2022, Master of Science (MS), Bowling Green State University, Physics.
While Silicon photovoltaic (PV) cells have been the workhorse of solar power generation, many different PV technologies will need to be employed to achieve a greener energy future. One promising emerging technology is Perovskite solar cells, which have demonstrated >25% power conversion efficiency (PCE) with only a decade of research. It has been found that this material also has desirable properties for another emerging technology: All-Back-Contact (ABC) thin-film PV devices. This work investigates Perovskite absorbers in two different ABC designs: Quasi-Interdigitated Back Contact (QIBC) and Metasurface Lattice Back Contact (MSLBC) consisting of a periodic array of photo-absorbing cylinders. Due to the similarity to MSLBC designs, a Metasurface Perfect Absorber (MSPA) was also investigated.
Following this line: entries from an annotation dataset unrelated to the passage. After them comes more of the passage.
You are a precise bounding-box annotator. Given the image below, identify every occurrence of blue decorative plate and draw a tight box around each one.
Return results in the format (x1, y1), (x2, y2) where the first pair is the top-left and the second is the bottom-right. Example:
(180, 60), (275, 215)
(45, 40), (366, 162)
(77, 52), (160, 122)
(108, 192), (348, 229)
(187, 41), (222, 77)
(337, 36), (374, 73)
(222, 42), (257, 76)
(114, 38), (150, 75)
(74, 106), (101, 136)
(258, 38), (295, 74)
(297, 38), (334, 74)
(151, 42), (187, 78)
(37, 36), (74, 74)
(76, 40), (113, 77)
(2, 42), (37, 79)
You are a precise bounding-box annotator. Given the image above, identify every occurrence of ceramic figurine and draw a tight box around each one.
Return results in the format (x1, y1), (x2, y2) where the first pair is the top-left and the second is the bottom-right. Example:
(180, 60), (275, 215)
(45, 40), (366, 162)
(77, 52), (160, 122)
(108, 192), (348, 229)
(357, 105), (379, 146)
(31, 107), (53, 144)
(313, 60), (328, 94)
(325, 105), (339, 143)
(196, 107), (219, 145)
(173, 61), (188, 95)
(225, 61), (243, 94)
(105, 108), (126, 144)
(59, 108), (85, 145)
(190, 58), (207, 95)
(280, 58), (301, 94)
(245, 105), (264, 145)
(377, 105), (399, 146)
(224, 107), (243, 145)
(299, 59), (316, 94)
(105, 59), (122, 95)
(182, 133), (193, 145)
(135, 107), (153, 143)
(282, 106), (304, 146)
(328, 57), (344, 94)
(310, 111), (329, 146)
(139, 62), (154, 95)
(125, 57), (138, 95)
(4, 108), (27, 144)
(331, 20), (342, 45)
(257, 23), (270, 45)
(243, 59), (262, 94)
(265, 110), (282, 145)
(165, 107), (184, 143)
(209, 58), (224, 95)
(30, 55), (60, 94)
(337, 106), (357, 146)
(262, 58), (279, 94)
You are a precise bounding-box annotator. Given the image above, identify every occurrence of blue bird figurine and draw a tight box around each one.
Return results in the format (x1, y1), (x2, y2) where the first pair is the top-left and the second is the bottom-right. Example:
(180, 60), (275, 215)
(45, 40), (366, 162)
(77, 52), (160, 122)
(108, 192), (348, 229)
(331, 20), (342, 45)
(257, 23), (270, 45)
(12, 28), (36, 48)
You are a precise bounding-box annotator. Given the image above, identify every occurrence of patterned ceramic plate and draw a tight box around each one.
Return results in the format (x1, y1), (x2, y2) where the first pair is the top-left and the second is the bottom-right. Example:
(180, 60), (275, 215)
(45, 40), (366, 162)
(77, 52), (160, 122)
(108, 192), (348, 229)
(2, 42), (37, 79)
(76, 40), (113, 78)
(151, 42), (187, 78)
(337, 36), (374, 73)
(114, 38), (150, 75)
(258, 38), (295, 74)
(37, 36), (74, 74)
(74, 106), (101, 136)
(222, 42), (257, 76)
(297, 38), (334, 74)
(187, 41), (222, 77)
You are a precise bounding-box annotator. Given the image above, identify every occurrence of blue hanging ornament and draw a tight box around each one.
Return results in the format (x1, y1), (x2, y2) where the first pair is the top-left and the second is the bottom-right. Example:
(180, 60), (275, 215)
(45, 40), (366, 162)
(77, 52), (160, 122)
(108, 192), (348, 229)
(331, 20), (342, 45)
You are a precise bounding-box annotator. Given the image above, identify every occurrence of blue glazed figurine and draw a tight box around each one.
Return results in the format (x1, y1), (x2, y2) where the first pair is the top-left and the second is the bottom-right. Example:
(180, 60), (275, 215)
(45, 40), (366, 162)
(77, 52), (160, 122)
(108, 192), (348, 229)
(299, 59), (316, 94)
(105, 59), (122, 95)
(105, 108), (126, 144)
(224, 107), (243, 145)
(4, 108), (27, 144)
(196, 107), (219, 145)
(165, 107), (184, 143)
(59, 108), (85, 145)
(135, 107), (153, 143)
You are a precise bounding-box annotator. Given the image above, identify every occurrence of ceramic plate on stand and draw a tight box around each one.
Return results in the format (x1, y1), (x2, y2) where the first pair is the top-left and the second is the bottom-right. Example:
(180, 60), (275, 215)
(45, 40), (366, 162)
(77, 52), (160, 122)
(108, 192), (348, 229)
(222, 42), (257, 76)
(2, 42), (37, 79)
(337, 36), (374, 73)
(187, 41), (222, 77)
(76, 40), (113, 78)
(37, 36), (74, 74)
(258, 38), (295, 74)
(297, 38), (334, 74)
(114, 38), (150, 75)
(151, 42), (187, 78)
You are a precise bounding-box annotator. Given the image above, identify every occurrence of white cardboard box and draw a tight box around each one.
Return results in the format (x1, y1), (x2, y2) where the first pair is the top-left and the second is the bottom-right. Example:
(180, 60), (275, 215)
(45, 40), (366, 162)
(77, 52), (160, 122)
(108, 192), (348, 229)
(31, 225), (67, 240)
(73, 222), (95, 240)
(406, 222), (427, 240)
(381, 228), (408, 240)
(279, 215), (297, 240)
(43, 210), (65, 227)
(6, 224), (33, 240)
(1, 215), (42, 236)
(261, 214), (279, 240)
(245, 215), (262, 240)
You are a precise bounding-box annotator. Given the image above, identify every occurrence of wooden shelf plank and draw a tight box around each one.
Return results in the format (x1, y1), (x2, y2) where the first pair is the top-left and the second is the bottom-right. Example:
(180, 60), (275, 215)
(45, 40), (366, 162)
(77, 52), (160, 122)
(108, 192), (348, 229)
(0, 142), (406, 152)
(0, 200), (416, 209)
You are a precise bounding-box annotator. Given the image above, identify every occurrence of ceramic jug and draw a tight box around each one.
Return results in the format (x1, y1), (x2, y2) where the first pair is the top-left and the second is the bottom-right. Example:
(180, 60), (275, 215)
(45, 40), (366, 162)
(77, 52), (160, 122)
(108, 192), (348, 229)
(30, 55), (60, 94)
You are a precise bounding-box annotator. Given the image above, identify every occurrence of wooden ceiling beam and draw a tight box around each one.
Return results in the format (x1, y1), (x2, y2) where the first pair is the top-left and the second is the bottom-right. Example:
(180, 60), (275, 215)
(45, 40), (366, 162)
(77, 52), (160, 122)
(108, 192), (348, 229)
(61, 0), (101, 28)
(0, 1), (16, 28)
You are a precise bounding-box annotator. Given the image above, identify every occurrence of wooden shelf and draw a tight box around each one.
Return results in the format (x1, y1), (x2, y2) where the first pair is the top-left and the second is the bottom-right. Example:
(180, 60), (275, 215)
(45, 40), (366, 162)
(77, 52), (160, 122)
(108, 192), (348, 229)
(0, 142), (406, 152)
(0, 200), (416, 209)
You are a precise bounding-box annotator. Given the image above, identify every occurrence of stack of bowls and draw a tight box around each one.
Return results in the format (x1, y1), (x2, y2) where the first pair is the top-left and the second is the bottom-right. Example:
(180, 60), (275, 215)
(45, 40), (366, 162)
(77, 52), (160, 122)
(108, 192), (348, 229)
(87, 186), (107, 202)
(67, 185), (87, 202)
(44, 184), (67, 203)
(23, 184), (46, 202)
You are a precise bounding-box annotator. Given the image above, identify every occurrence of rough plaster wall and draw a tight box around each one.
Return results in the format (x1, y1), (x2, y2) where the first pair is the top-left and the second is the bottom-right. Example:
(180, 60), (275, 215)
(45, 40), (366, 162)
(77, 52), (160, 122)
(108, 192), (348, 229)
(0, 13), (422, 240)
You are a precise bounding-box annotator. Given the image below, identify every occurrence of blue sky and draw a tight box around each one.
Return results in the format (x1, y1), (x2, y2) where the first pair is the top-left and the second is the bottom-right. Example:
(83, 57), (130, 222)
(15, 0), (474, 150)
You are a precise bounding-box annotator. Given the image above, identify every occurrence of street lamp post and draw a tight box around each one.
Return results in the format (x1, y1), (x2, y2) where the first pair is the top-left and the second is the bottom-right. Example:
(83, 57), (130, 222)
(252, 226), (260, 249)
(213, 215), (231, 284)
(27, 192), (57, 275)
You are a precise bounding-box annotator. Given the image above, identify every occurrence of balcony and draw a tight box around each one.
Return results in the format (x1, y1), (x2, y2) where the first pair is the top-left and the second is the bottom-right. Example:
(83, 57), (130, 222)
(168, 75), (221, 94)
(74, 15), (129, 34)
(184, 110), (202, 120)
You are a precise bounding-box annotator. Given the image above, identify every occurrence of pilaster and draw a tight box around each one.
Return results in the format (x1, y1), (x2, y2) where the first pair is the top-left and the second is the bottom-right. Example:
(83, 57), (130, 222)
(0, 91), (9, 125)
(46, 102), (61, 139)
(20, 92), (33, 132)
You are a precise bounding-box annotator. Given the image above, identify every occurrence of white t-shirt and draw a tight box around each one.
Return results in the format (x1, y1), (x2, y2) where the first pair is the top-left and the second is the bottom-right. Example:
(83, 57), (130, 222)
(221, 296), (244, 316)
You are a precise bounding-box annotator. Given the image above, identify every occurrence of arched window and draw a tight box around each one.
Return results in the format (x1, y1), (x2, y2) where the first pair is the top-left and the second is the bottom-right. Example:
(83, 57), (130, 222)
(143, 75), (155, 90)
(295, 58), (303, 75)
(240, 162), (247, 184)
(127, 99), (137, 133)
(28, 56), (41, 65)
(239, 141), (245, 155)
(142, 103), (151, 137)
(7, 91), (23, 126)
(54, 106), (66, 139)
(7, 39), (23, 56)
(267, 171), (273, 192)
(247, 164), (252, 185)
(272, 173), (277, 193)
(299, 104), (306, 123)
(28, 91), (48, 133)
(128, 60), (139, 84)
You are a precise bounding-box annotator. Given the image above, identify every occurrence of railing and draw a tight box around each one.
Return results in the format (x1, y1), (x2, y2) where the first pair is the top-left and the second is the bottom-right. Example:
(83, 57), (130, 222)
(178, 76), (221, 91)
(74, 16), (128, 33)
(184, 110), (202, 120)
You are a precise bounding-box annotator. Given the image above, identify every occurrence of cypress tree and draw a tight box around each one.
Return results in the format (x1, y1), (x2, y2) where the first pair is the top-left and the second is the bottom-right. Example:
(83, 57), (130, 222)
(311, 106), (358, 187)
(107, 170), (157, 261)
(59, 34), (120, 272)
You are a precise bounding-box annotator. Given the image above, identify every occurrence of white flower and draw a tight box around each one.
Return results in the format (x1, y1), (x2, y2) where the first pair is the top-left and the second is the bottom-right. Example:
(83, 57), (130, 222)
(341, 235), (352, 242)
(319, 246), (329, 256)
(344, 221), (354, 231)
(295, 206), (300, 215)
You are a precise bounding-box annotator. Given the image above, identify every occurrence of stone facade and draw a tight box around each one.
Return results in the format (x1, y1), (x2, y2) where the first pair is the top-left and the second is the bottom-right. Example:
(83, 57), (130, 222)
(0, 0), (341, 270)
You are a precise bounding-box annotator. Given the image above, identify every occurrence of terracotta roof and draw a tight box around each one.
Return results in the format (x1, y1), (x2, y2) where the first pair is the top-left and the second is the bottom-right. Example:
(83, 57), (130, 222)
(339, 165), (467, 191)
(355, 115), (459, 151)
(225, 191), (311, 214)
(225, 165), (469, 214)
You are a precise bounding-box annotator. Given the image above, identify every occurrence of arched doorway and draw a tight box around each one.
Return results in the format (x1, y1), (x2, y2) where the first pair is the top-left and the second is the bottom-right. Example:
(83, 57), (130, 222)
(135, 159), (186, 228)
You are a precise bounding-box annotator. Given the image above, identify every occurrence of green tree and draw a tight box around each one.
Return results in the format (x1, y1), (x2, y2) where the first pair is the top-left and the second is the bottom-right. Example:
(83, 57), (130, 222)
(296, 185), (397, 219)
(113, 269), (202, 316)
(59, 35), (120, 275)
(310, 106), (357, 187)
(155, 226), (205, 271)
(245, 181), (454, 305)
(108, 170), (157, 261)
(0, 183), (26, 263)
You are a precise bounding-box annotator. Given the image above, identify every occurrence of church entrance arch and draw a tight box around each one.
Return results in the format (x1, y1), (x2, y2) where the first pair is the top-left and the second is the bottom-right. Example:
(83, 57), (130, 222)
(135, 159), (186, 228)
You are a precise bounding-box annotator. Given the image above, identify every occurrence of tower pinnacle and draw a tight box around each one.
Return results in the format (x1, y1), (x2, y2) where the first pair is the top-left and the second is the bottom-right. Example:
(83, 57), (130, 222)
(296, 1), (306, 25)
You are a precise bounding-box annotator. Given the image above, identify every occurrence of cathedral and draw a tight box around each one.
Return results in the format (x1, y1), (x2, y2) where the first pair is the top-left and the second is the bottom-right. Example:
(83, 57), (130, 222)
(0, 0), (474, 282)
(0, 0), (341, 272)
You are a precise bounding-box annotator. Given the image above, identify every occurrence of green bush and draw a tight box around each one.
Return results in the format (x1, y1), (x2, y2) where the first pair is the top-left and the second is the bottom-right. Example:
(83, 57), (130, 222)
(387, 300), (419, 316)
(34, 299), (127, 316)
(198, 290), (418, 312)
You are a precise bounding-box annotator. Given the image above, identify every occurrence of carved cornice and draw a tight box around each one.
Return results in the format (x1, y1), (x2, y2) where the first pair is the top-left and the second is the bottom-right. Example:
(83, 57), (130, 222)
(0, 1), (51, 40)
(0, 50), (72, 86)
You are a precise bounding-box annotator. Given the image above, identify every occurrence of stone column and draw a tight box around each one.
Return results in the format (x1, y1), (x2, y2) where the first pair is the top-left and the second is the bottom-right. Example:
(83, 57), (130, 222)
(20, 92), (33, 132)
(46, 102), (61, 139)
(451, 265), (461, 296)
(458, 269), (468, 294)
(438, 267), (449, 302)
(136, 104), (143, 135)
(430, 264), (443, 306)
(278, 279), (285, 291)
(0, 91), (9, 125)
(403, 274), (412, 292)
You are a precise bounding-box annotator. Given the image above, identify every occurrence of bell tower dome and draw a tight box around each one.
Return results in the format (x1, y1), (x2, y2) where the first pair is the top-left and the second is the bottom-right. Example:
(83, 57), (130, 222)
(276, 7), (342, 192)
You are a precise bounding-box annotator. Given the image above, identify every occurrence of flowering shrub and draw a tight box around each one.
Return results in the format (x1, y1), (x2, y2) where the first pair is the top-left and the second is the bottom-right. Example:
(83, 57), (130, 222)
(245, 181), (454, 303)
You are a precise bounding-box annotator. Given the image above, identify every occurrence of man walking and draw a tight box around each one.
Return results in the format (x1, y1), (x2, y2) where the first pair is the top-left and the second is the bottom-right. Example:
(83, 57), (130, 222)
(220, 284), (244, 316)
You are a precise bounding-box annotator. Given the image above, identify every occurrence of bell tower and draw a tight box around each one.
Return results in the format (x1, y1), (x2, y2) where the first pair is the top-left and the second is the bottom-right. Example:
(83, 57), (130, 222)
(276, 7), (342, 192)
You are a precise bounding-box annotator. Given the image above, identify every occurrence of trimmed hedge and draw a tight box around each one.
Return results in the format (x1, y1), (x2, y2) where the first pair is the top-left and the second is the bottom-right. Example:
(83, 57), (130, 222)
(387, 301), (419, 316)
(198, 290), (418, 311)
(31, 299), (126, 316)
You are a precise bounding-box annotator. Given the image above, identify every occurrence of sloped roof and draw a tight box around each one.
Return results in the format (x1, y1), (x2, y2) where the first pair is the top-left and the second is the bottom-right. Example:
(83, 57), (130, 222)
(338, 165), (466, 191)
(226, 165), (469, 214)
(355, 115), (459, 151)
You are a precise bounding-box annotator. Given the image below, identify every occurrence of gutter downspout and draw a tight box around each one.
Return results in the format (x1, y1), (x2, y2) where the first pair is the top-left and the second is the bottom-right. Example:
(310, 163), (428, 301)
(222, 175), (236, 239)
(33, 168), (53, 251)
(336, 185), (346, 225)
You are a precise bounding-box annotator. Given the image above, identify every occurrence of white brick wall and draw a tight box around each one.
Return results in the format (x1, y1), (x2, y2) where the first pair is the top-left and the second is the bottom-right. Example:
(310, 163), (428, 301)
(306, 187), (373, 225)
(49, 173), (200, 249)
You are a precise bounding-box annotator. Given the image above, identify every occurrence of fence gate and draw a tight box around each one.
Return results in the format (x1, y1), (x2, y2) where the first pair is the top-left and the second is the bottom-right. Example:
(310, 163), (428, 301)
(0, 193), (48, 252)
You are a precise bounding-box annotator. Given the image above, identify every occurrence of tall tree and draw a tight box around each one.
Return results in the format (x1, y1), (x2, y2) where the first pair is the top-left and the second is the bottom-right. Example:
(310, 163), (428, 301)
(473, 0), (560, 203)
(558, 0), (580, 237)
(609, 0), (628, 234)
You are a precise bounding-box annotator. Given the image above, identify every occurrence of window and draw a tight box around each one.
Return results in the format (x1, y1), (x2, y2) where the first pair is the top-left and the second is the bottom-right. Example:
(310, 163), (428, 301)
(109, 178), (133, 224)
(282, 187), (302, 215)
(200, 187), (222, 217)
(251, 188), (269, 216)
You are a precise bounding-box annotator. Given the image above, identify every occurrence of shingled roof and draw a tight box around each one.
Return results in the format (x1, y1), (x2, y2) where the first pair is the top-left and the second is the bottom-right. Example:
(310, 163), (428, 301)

The optoelectronic performance of these devices was simulated using COMSOL Multiphysics®, which uses the finite element method to solve sets partial differential equations. It was found that a textured front surface for the QIBC device provides superior optical absorption over a flat front surface at higher wavelengths due to light trapping and optical resonance. Despite the inferior optical performance, the flat front surface QIBC design was shown to achieve a PCE >23%. The MSPA design was found to have high absorption for a wide range of incident angles due to Mie resonance within the periodic cylindrical structures. Strong absorption was also observed in the MSLBC device due again to Mie resonance. The PCE of this device was found to be superior under bottom illumination with room for improvement. Optimization of this design was performed by targeting the cylinder diameter and cylinder height. By comparing the optical and electronic performance for a wide range of these parameters, optimal values were found. The bifacial performance of this device was then examined and it showed little improvement over single-side illumination.
Marco Nardone, Ph.D. (Committee Chair)
Alexey Zayak, Ph.D. (Committee Member)
Haowen Xi, Ph.D. (Committee Member)
67 p.
Physics
Photovoltaics; Perovskite; Metasurfaces; Lattice back contact; quasi-interdigitated back contact; all back contact; optoelectronic simulation; photovoltaic design; computer modeling

Recommended Citations

Citations

  • Sibila, M. (2022). Optoelectronic Simulation of Perovskite, All Back Contact, Metasurface Photovoltaic Devices [Master's thesis, Bowling Green State University]. OhioLINK Electronic Theses and Dissertations Center. http://rave.ohiolink.edu/etdc/view?acc_num=bgsu1656510941915852

    APA Style (7th edition)

  • Sibila, Matthew. Optoelectronic Simulation of Perovskite, All Back Contact, Metasurface Photovoltaic Devices. 2022. Bowling Green State University, Master's thesis. OhioLINK Electronic Theses and Dissertations Center, http://rave.ohiolink.edu/etdc/view?acc_num=bgsu1656510941915852.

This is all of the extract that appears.